# this breaks my heart -Va golden



## AquaClaraCanines (Mar 5, 2006)

Oh dear, she is glorious... we could get her to you!


----------



## RickGibbs (Dec 16, 2005)

AquaClaraCanines said:


> Oh dear, she is glorious... we could get her to you!


lol....here we go again....


----------



## LOVEisGOLDEN (Jan 4, 2008)

she is so beautiful, what the heck is wrong with people!?


----------



## RickGibbs (Dec 16, 2005)

I love this picture:









I love the expression on her face...


----------



## Carsonsdaddy (Nov 1, 2006)

AquaClaraCanines said:


> Oh dear, she is glorious... we could get her to you!


I love this place...


----------



## AquaClaraCanines (Mar 5, 2006)

She appears to have maybe very treatable mange or flea allergy. She is a gem. A true beauty. Someone please take this beauty!!!!


----------



## McSwede (Jan 30, 2007)

Carsonsdaddy said:


> I love this place...


I totally agree, this Forum and our members are the BEST!

For the love of Goldens (and all pets) Kudos to ACC and so many of us for being so proactive when a doggie needs saved.

This Golden is beautiful. That's just insidious that her owner wanted her put down simply because she has a skin condition. ***!

~Jackie


----------



## AquaClaraCanines (Mar 5, 2006)

So who wants her???


----------



## BeauShel (May 20, 2007)

That woman needs to be put down for being an idiot.

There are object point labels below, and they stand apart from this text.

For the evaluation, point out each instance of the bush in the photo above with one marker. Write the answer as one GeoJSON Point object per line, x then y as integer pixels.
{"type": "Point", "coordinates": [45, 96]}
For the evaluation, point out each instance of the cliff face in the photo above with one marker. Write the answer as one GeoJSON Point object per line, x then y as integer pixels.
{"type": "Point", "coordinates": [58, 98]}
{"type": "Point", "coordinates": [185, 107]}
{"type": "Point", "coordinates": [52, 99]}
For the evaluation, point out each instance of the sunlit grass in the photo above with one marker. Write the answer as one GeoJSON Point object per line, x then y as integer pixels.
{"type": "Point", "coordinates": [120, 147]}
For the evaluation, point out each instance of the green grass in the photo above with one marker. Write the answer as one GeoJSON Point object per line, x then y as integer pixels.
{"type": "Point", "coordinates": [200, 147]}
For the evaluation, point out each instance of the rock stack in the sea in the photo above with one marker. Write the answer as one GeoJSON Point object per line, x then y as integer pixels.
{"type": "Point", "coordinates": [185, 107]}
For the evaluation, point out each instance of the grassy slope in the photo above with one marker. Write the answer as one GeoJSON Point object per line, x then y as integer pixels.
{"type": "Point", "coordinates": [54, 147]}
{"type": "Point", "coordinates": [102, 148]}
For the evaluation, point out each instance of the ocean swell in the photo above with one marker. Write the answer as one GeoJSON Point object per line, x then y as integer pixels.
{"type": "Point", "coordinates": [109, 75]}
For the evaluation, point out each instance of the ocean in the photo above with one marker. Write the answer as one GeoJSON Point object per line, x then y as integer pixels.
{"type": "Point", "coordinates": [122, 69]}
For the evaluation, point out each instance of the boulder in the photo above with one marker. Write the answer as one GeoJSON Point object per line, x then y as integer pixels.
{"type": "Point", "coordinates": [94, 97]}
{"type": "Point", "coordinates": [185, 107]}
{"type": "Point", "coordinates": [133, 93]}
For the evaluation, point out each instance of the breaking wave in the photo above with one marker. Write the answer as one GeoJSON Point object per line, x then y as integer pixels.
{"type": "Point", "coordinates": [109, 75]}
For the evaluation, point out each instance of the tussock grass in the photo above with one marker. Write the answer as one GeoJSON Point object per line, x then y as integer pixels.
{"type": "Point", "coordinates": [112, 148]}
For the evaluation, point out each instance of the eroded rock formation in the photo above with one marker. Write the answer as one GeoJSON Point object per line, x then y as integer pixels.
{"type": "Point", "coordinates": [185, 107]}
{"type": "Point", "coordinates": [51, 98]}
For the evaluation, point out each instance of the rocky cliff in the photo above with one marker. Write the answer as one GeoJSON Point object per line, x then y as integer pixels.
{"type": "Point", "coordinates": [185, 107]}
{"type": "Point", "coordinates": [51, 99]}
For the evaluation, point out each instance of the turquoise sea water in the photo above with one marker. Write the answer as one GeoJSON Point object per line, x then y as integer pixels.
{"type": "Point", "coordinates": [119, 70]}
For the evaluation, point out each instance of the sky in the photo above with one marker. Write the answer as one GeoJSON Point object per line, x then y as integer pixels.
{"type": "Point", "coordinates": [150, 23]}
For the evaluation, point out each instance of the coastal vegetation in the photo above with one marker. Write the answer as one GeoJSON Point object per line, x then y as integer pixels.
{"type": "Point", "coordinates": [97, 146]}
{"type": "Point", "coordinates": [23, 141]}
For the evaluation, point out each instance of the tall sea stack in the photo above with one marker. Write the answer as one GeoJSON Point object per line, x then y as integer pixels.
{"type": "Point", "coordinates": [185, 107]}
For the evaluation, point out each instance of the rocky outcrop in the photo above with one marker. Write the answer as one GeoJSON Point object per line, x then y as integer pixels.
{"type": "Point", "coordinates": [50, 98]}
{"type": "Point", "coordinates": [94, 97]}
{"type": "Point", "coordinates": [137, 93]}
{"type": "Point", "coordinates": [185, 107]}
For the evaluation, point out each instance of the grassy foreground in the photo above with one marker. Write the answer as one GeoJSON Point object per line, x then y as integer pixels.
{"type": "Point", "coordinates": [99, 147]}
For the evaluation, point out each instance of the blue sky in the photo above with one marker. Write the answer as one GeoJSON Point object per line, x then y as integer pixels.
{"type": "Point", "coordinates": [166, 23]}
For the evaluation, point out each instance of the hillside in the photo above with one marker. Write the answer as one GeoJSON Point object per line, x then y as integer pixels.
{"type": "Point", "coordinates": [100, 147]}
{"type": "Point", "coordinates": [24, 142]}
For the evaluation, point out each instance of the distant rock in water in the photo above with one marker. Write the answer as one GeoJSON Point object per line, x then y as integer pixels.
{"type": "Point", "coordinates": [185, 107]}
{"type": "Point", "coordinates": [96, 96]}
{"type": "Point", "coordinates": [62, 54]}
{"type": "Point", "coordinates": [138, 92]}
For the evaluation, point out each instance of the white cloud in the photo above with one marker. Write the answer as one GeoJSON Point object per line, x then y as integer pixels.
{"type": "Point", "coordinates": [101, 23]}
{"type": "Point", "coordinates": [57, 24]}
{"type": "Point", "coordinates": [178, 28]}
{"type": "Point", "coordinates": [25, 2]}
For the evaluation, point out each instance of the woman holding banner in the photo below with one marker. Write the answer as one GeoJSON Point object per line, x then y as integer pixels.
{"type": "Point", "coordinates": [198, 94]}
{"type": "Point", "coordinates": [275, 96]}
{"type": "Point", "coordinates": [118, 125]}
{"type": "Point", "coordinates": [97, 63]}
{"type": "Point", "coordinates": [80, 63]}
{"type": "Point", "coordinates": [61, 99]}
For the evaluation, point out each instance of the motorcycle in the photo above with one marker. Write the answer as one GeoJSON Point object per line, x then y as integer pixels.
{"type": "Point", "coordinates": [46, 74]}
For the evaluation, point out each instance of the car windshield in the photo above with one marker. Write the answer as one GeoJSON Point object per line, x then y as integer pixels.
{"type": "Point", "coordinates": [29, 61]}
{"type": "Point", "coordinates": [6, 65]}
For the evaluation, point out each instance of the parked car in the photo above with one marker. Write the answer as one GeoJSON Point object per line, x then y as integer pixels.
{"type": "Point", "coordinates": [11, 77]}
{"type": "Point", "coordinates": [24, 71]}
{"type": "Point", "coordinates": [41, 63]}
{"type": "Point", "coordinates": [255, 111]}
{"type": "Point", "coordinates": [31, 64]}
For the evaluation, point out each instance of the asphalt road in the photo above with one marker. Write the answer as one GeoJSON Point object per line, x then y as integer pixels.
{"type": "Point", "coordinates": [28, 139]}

That girl is a gorgeous girl. I hope she will get her furever home very soon and it would be nice if it was with someone from the forum.


----------



## GoldenJoyx'stwo (Feb 25, 2007)

I wonder if MVK has any friends looking for another Golden? Are you out there???


----------



## TheHooch (May 9, 2007)

Geez I can;t believe some people. Wonder if she would oput her kid down if he got poison oak.


----------



## Jackson'sMom (Oct 13, 2007)

You can really see her personality in that one picture. What a cutie! And what an idiot for wanting her killed.


----------



## AtticusJordie (Aug 15, 2006)

Are there any VA GR rescues that could be contacted. There's always AHGRR in WV.

SJ


----------



## gold'nchocolate (May 31, 2005)

We are overdue for a transport...don't ya think?


----------



## Heidi36oh (Feb 27, 2007)

She is so adorable, idiot owners









Jack and Rusty​ 


 It's a Girl, *Cheyenne Opal
*


----------



## ILoveAMonster (Nov 11, 2007)

If we pick a good time, I'd be willing to help out! (especially if we're going north.)


----------



## daisyzmummy (Jan 30, 2008)

*Sandy is just so adorable I would love to take her. *
*How dare her owner want her put down for being itchy, are you kidding me??? *

*I hope she finds a loving home, she sure deserves it.*


----------



## mackenziesdad (Dec 22, 2007)

There is a group that services Southern Virginia. I'll send them an email.


----------



## Hudson (May 18, 2005)

I hope this gorgeous golden finds a better home than the one she had. I never will understand the mentality of some people!!!!


----------



## Old Gold Mum2001 (Feb 25, 2007)

gold'nchocolate said:


> We are overdue for a transport...don't ya think?


Yes indeedie


----------



## AquaClaraCanines (Mar 5, 2006)

Hey I'm only one leg short on my latest one  NC to SC


----------



## Old Gold Mum2001 (Feb 25, 2007)

AquaClaraCanines said:


> Hey I'm only one leg short on my latest one  NC to SC


wishin the leg was near me


----------



## Karen519 (Aug 21, 2006)

*Sandy*

Sandy is beautiful.

Is she safe there at PAWs?

My Golden Ret. has itchy skin. I think it's allergies.


----------



## Hali's Mom (Oct 5, 2006)

Here ya go www.AdoptAGolden.com,www.grreat.org,www.sevagrreat.org :wavey:


----------



## Meggie'sMom (Dec 24, 2007)

It sounds like the group that has Sandy will keep her safe until she is adopted. Here's a link to their site with a story of the huge puppy mill they just helped expose. Beware. It is a true horror story. (no graphic pictures, so don't worry) Just hard to believe that people can be so greedy and mean. 
http://www.vapaws.org/index.htm


----------



## BeauShel (May 20, 2007)

I am glad that she is in a safe place and hope that she gets a great home. I think that the state should shut that place down. They make me sick.


----------